Le mouvement de massification des études s’accompagne d’une hiérarchisation sociale croissante des différentes filières d’accès au bac : la filière scientifique représente la «voie royale», suivie par les filières économique et sociale, et littéraire, en dessous desquelles se trouvent les filières technologiques et enfin, les filières professionnelles. De plus, le fossé se creuse entre les lycées bourgeois «de centre ville» où la manière d’enseigner n’évolue pas pour accueillir ces «nouveaux lycéens», et les lycées dits «de périphérie», qui se montrent sans doute plus compréhensifs envers ce public, ce dont témoignent Zahia, Naïma, Monnia et Sabrina, élèves de 2nde interviewées par Stéphane Beaud. L’entrée en 2nde peut effectivement occasionner un choc pour certains élèves chez qui l’acculturation scolaire ne pourra se faire, entraînant une sorte d’ «exclusion de l’intérieur» : coutumiers des retards et absences, chahuts collectifs ou provocation individuelle des enseignants, ces élèves resteront au seuil du lycée. Inversement, certains élèves issus de ZEP adhérent entièrement aux exigences du lycée, comme Sofiane qui s’éloigne de son quartier au moment de son entrée en 2nde ; moralisateur, il jette l’anathème sur ses anciens camarades qui «ne travaillent pas». Entre ces deux extrêmes, les résultats de Nassim et de ses amis, ne leur permettant pas l’entrée en filière scientifique, ces derniers se contenteront donc d’un «petit» bac B obtenu avec des résultats moyens.

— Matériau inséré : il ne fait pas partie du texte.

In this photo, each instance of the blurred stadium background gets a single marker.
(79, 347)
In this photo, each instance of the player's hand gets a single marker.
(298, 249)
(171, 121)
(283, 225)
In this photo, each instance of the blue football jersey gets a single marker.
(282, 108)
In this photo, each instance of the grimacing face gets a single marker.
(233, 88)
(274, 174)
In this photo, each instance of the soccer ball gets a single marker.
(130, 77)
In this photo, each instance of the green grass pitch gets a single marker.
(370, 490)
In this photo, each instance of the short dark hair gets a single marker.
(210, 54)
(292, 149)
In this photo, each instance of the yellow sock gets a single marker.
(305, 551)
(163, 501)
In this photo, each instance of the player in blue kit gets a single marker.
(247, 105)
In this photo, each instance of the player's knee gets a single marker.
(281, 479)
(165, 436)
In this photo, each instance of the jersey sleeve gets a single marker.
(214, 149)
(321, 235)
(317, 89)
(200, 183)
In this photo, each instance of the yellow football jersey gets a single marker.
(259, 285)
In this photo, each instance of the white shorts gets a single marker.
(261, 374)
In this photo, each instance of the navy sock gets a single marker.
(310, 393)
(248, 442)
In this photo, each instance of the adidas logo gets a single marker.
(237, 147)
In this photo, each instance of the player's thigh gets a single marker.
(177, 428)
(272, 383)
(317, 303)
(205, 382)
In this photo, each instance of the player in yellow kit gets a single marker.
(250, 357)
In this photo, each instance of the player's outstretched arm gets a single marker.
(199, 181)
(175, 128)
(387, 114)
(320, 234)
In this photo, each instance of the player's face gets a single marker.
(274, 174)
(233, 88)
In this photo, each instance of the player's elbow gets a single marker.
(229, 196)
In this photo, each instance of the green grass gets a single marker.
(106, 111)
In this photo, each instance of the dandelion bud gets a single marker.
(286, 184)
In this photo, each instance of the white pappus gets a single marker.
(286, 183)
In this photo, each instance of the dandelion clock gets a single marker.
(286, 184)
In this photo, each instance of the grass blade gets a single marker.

La hiérarchisation des filières se poursuit dans l’enseignement supérieur avec, tout en haut de la pyramide, les Classes Préparatoires aux Grandes Ecoles (CPGE), suivies par les Instituts Universitaires de Technologie (IUT) et les Sections de Techniciens Supérieurs (STS). Hormis certaines sections d’excellence, le premier cycle d’université, le Diplôme d’Etudes Universitaires Générales (DEUG), sert de refuge pour des bacheliers de niveau faible qui n’ont pas été admis dans les filières sélectives et qui sont justement les moins à même de faire face aux exigences universitaires, comme le montre l’itinéraire des quatre personnages principaux de cette recherche, Sabri, Fehrat, Djamel et Nassim, dont le lecteur suit les tribulations jusqu’à l’âge de 28 ans.

Ces jeunes n’auront échappé à la condition sociale de leurs parents que dans une certaine mesure : certes, ils ont quitté le monde ouvrier, évoluant dans le secteur tertiaire, mais leur insertion qui s’y fait sous forme d’emplois aidés, à durée déterminée, à salaire bas, reste précaire. Ils auront certes profité d’une «vie adolescente» plus longue que celle de leurs parents exposés tôt au monde du travail, mais cette situation en apparence enviable a ses revers : les longues études induisent une dépendance à la fois matérielle et intellectuelle qui infantilise les jeunes. De plus, l’école étant aujourd’hui en principe ouverte à tous, chacun y est considéré comme responsable de sa destinée ; on attribue moins volontiers les inégalités scolaires aux injustices sociales : réussite et échec sont perçues comme étant dues aux qualités personnelles de l’individu. Les jeunes enquêtés par Stéphane Beaud se sentent en même temps bernés par un système qui n’a pas tenu ses promesses, et responsables de leur relatif échec, ce qui ne va pas sans une certaine souffrance.

Au bout de trois cent pages, ils nous sont devenus étonnamment proches, et une bonne surprise attend le lecteur : l’auteur nous fait partager le courrier électronique qu’il a reçu de la part de jeunes adultes, «enfants de la démocratisation scolaire» ressemblant étrangement aux enquêtés. Ils expriment leur reconnaissance au sociologue qui, à travers son livre, leur a tendu une sorte de miroir. Une correspondance s’engage même entre l’auteur et Younes Amrani, qui donnera lieu à un article dans une revue du champ de l’insertion professionnelle. C’est l’un des (nombreux) mérites de cet ouvrage que de nous donner à voir une image aussi vivante de la sociologie.